Tai Chi is an ancient art form, among other things, which we will discuss later this month. The name translates as “supreme iron fist” which is fitting since originally, Tai Chi was an ancient martial arts. It also has a duality, the teaching of movement but also of breathing. Today it is often practiced as a means of connecting with one’s body and inner self and is highly recommended as a way of managing the stress of everyday life.
The duality of which I speak regards a movement – actually two movements. One involves balance on one leg. The value to improving one’s core strength is fantastic as I can personally attest. Many people often mistake Tai Chi for a form of yoga because of the health benefits. There is another movement, however, which requires one to firmly plant both feet on the ground. During the Akashic Circle Blessing I heard, the leader, Nancy Kern, referenced these two movements and compared them to someone unable to move forward in their living.
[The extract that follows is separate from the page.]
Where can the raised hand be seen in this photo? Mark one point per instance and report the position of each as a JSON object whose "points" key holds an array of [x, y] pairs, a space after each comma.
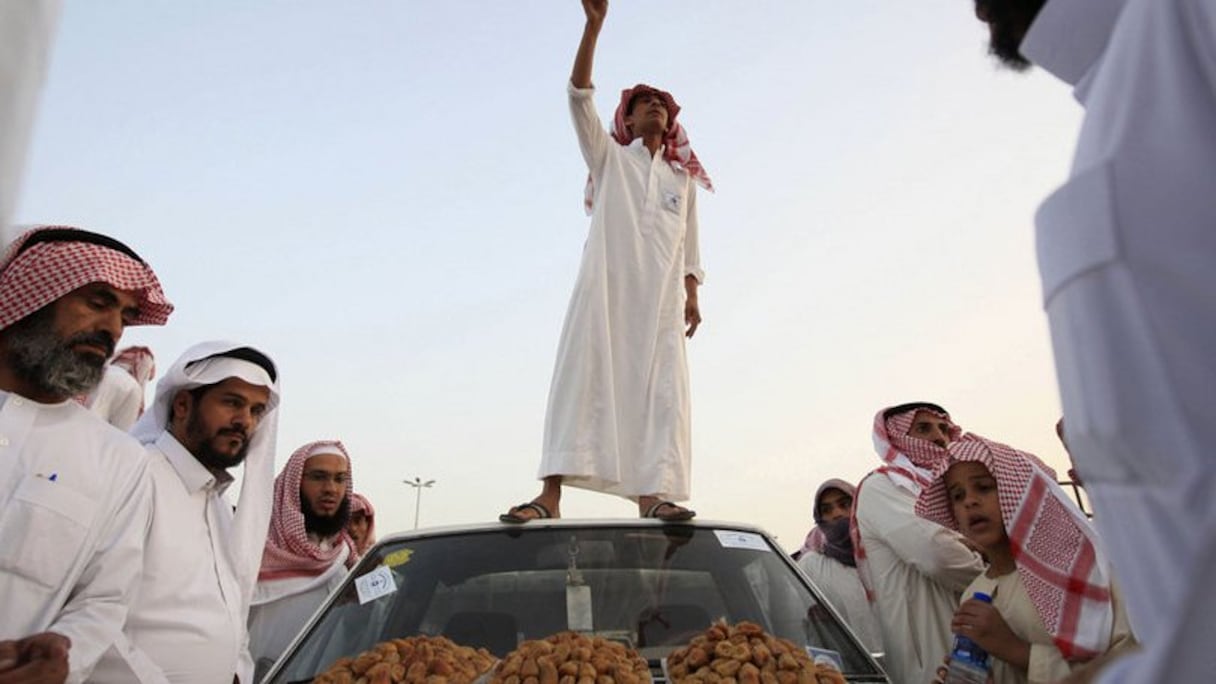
{"points": [[595, 10]]}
I was struck in doing this research and listening to how often we come to a conclusion and firmly plant both feet on the ground. There is value in that; after all, we need to be confident in our conclusions. However, the danger comes when we fail to allow ourselves the ability to grow. In planting our feet on the ground we have to make sure that they are rooted and not buried for dead. A tree has strong roots but those roots give it the ability to grow, to receive nourishment. We think of a tree’s roots as giving it structure but it also gives it the ability to evolve and grow.
So, what I have learned during this series is that I need to come to conclusions but let those conclusions continue to develop. A conversation in which two people never listen to the other is not a conversation but simply two monologues occurring at the same time. To have a dialogue, an exchange of ideas, a real conversation, both parties must listen and then respond after having thoughtfully considered the other person’s exchange. The stories told, those stories we now call mythologies, were not just a series of thoughts but a series of events woven into a tapestry of living, breathing events of living. Their duality of being both ancient and still current reflects the duality of life, the choices of good over evil with which we are all confronted every day.
Life is not a one-dimensional picture. Life is a living, breathing exercise, much like the yoga and Tai Chi many are doing right now. We need those roots but we need room to grow, adapt, evolve. Tomorrow we will discuss a symbolic part of Hindu mythology, symbolism with deep roots that blossom a through the mud – yet another duality.